La Maison Alfred Gratien a décidé d’ouvrir les portes de sa vinothèque en lançant une collection de vieux champagnes, Memory, qui s’ouvre avec trois millésimes remarquables : 1996, 1997 et 1998.

Si la Maison est la propriété du groupe Henkell, leader des vins effervescents, l’approche a tout de celle d’une entreprise familiale. D’abord par sa petite taille : elle commercialise seulement 300.000 bouteilles. Ensuite, par ses méthodes de production artisanale : ici, tout est vinifié sous bois, avec l’un des plus vastes chais à fûts de la Champagne (1000 tonneaux), en plein cœur d’Épernay, dans des bâtiments historiques. La notion de « patrimoine vivant » est essentielle, on s’interdit de délocaliser vers les zones industrielles plus fonctionnelles afin de ne pas transformer la capitale du champagne en simple show-room des grandes marques.

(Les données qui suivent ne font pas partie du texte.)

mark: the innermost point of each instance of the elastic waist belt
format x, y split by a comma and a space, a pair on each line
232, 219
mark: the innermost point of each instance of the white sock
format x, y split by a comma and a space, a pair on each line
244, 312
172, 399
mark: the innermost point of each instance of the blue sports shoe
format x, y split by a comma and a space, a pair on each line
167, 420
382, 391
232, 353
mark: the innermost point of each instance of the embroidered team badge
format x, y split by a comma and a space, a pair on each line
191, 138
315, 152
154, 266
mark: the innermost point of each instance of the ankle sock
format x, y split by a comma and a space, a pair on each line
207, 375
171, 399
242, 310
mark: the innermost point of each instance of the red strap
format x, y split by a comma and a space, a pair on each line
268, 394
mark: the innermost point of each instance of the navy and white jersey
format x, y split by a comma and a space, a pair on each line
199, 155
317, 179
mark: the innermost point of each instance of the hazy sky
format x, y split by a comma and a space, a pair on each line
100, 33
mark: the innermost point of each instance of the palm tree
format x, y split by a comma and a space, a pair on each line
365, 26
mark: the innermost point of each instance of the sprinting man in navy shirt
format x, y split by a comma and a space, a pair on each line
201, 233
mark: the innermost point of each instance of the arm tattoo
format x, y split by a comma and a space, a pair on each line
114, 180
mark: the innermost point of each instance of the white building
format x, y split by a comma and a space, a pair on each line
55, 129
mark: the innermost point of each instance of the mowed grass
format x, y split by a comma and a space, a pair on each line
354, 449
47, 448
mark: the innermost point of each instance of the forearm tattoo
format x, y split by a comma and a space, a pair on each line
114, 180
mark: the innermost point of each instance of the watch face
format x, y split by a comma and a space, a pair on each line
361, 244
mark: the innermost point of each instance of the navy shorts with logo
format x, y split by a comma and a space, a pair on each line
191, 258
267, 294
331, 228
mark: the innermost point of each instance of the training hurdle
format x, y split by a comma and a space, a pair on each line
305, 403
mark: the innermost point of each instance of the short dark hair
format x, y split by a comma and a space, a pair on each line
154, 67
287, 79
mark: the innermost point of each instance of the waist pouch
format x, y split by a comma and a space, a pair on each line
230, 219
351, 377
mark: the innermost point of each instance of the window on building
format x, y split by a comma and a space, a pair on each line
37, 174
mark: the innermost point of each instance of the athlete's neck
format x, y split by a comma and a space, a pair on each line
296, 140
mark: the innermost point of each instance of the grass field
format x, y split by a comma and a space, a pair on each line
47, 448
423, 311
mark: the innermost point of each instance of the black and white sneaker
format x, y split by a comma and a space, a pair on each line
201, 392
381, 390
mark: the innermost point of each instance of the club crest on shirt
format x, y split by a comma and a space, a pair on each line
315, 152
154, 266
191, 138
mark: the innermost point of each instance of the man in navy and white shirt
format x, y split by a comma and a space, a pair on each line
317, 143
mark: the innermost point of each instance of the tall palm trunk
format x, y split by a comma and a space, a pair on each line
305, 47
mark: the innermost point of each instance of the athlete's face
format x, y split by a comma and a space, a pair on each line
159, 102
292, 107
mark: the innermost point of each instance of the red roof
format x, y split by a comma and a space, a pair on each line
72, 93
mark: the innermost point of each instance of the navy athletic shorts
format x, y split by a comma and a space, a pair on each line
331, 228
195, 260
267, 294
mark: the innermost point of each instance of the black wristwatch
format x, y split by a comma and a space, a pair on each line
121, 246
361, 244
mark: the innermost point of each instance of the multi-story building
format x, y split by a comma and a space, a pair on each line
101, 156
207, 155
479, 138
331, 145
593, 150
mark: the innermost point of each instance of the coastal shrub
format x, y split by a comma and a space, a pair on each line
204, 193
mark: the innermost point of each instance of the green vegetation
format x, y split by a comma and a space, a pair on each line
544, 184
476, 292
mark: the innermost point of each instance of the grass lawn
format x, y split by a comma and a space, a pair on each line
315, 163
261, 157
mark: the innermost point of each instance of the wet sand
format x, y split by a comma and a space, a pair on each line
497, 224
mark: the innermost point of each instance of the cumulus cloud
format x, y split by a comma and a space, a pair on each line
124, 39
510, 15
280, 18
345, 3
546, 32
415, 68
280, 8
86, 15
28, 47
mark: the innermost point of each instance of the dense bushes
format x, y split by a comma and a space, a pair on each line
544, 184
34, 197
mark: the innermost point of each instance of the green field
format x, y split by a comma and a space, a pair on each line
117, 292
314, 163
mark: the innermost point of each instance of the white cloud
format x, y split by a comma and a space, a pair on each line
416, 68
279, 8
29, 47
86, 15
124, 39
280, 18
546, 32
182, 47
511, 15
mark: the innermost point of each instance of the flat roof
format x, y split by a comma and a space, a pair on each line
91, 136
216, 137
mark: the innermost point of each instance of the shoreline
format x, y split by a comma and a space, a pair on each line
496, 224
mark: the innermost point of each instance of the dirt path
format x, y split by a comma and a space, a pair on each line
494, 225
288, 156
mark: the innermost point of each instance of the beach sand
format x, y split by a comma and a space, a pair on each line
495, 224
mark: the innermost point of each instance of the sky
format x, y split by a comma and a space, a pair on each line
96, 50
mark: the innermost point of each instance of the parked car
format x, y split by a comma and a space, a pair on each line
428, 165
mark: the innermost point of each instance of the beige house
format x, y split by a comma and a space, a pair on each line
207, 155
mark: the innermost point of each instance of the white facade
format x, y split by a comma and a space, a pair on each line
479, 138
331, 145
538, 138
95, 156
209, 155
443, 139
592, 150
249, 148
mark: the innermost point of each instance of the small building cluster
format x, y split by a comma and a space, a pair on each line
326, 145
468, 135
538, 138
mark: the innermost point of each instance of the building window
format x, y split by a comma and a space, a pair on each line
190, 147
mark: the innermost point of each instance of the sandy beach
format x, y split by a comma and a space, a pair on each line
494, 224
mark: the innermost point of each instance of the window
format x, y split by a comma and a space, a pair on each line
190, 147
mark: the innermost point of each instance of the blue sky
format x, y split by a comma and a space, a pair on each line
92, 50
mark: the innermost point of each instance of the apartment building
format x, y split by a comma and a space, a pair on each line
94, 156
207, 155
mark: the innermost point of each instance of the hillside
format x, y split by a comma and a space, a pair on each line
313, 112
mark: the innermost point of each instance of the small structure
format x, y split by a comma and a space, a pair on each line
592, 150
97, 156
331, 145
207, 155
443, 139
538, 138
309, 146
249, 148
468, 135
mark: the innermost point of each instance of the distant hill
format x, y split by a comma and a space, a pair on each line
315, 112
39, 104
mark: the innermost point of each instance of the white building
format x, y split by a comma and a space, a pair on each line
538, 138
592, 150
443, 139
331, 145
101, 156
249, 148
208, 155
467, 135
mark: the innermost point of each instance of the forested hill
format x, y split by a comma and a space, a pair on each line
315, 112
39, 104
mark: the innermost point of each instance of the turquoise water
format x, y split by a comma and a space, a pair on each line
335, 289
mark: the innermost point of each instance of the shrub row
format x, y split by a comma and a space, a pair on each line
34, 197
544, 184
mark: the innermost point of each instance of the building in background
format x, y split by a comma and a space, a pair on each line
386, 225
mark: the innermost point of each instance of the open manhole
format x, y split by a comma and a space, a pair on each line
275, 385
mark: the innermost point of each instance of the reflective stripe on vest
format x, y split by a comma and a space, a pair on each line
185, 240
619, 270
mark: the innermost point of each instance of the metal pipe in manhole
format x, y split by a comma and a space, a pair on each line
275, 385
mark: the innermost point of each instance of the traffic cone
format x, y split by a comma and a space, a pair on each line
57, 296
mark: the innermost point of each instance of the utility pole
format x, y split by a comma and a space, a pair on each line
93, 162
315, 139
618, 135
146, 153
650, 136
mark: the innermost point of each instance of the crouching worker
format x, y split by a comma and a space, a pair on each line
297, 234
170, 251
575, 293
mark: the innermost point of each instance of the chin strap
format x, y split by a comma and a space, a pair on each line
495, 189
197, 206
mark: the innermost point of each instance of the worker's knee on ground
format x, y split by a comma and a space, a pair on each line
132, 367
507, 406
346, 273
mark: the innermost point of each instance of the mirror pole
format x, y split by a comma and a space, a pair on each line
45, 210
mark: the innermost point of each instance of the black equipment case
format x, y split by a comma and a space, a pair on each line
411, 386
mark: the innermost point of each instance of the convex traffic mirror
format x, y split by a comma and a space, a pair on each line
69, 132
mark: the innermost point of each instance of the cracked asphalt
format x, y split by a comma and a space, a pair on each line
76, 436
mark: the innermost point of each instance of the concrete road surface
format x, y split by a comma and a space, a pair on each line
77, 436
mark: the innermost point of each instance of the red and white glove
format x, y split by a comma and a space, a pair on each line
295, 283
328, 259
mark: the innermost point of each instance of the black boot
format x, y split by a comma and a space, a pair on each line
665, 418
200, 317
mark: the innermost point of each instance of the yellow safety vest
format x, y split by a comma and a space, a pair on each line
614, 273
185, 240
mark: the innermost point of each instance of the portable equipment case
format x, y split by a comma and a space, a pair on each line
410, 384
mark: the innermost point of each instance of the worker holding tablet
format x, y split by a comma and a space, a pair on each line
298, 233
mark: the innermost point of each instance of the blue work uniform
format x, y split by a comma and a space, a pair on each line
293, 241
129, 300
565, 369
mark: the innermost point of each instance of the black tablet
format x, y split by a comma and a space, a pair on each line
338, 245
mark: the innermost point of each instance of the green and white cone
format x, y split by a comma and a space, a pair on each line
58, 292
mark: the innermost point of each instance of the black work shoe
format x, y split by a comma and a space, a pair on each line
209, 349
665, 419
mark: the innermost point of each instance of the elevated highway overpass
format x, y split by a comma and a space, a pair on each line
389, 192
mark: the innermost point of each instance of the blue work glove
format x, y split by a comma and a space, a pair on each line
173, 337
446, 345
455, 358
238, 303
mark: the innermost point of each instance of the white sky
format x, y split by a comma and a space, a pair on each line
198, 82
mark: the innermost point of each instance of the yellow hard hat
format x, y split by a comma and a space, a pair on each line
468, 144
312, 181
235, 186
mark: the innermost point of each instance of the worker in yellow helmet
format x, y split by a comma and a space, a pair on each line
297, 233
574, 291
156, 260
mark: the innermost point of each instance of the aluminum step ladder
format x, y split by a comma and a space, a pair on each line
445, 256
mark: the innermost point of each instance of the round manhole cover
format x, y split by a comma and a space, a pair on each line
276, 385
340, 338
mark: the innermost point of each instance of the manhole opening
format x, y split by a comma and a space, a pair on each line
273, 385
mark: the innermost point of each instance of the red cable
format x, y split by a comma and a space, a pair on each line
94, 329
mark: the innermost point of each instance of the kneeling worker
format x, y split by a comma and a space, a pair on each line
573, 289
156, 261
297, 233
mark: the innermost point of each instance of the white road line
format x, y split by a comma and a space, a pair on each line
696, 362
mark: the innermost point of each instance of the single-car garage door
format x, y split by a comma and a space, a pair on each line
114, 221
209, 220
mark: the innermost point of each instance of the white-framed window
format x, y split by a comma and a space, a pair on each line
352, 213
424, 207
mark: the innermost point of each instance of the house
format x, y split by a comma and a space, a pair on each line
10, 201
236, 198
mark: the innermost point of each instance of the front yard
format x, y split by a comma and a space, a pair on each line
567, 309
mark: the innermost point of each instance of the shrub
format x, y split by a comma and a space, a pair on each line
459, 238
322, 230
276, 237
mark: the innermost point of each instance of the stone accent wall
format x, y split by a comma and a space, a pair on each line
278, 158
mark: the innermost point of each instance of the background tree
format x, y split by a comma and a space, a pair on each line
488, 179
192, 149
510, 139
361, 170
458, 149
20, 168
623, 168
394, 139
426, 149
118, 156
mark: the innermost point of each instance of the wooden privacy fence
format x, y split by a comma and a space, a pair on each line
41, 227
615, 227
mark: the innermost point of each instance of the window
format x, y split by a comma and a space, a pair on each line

Enfin, parce que quatre générations de chefs de cave se sont succédé de père en fils. L’arrière-grand-père de Nicolas Jaeger a été recruté en 1905, à l’époque de la famille Seydoux ! Inutile de dire qu’on a chez Alfred Gratien le sens du temps long, très long. Et les moyens financiers de Henkell qui a racheté l’entreprise en 2001 ont permis de renforcer cette dimension, avec un vieillissement sur latte qui atteint au minimum quatre ans pour le BSA.

Une identité forte

L’approvisionnement de la Maison lui-même est le reflet de l’ancrage territorial de son étonnante dynastie de chefs de caves : outre quelques crus de la Montagne de Reims, Alfred Gratien a de très beaux approvisionnements sur la Côte des Blancs et sur la Vallée de la Marne, constitués en partie grâce aux relations de Nicolas Jaeger. Tout comme ses ancêtres, celui-ci est en effet en parallèle viticulteur et propriétaire de parcelles avec son frère à Reuil (village de leur père) et au Mesnil sur Oger (village de leur mère). Être vigneron pour un chef de cave, ce n’est pas un mince avantage : on connaît les terroirs comme sa poche et, quand le raisin arrive au pressoir, on est mieux que quiconque capable d’en apprécier la qualité. D’autres maisons ont opéré le même choix : Lanson avec Hervé Dantan ou G.H. Mumm avec Laurent Fresnet.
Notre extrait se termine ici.